The North and the agitating Middle Belt is an emotional wreck, a perfect picture of an abused bride that today is even afraid of a hug of reconciliation, with rehabilitation and reconstruction a far cry as destruction continues. If the North decides to go away from Nigeria, will the other component part fight to keep it and would it really be 19 states?

People still believe that up North we are all empty landmass and goats, unproductive, and leeching termites stuck on Nigeria because of the oil. Zamfara’s mines are gold for the asking and we could develop a self-sufficient and exportable agrarian community in the entire North but not with this unbelievable level of insecurity.

What is the Arewa ideology? Everyone is on a blame ride, the bulk stops at Mr. Buhari’s table, but as ‘Northerners’ have we blamed him enough, tasked him enough, the TY Danjumas, or alfa IBB, Mallam Audu Ogbeh, Sir El-Rufai or Rev. Lalong, Ministers, legislators, and their ilk from the North, what examples have they set?

The economy of the North has crumbled due to insecurity unleashed on the region by terrorists, bandits, the political elite and class, and a huge army of unemployed youths. All our very hardworking governors, political class and elite do not think they can muster enough political power and purpose with the traditional and religious institutions, to put an end to all the killings south of Kaduna, Taraba, Benue, Katsina, Adamawa, Yobe, and the epicenter Borno? We ranted that power must come back to the north, we took it from GEJ, with our usual it’s our birthright mentality. What have we done with it?

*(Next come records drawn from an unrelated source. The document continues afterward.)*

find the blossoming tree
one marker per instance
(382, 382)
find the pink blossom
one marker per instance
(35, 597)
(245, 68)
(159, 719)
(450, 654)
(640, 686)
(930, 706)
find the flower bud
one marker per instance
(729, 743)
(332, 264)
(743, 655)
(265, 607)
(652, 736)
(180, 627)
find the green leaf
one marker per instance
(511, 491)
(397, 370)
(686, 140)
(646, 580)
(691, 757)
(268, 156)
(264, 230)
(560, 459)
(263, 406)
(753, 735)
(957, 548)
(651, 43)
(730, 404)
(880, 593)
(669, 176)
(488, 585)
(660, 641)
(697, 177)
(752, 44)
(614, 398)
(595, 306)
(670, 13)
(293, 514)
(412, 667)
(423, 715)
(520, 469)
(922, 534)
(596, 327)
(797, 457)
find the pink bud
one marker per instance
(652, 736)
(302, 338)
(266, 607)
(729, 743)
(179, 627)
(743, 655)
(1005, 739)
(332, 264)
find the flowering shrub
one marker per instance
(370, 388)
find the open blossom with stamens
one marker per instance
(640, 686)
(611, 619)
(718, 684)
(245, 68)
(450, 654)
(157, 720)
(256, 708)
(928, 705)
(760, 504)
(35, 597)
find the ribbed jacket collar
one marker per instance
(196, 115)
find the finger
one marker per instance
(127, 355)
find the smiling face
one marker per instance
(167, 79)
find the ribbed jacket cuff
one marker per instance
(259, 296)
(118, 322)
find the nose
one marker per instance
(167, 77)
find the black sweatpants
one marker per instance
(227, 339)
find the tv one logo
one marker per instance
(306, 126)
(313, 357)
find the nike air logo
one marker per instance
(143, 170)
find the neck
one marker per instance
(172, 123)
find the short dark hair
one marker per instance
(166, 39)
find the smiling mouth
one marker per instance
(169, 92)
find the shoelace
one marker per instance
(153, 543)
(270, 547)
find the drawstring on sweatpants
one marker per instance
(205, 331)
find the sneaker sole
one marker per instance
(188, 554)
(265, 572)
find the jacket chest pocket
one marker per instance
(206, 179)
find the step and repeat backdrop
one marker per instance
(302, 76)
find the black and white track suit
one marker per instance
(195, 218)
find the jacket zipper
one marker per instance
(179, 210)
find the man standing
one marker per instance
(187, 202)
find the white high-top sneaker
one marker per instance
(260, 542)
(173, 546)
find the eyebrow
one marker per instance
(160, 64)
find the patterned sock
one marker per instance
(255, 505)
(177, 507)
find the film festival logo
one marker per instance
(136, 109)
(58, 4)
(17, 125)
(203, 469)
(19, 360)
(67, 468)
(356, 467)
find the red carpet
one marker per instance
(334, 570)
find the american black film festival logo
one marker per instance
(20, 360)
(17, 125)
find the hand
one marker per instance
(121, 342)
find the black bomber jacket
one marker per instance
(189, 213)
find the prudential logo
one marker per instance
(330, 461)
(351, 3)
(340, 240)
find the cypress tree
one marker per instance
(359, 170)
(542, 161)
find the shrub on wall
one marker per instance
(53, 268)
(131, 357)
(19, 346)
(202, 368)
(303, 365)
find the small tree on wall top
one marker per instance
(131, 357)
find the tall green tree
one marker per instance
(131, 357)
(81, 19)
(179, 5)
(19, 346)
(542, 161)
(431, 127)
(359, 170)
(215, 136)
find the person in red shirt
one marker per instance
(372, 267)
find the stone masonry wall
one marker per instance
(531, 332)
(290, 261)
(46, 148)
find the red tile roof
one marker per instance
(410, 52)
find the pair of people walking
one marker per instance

How many Ashaka/Larfarge cement companies do we have in the North, NASCO in Jos has since functioned in a state of coma, Kaduna textiles industry, since dead, buried and forgotten, and many industries in Kano have since conducted funeral rites

Leadership in the North has not delivered for our people and these are sources of conflict and underlining frustrations that have not been adequately addressed. We have failed ourselves as a component part of Nigeria. With power, we have failed to give our people opportunity, education and resolve conflicts through regular democratic processes.

The human capital and young people lie waste, we are not educating our youth and providing them with the skill to compete in a highly technological, advanced world economy, while Nigeria has failed in this regard and the North has woefully crashed in the same vein.

The North is seen as a Fulani herdsman asking for reserves on other peoples’ lands and seeking nomadic education because we can’t do regular school. We need to bash ourselves, the North, Arewa needs to stop lying to herself and her people, as the current realities are grim.

We need to pray small, to think more, plan more, work harder, RELATE BETTER, and talk less. This is to the North but it does apply to Nigeria, the current insecurity quotient is high, to what end—only time will tell.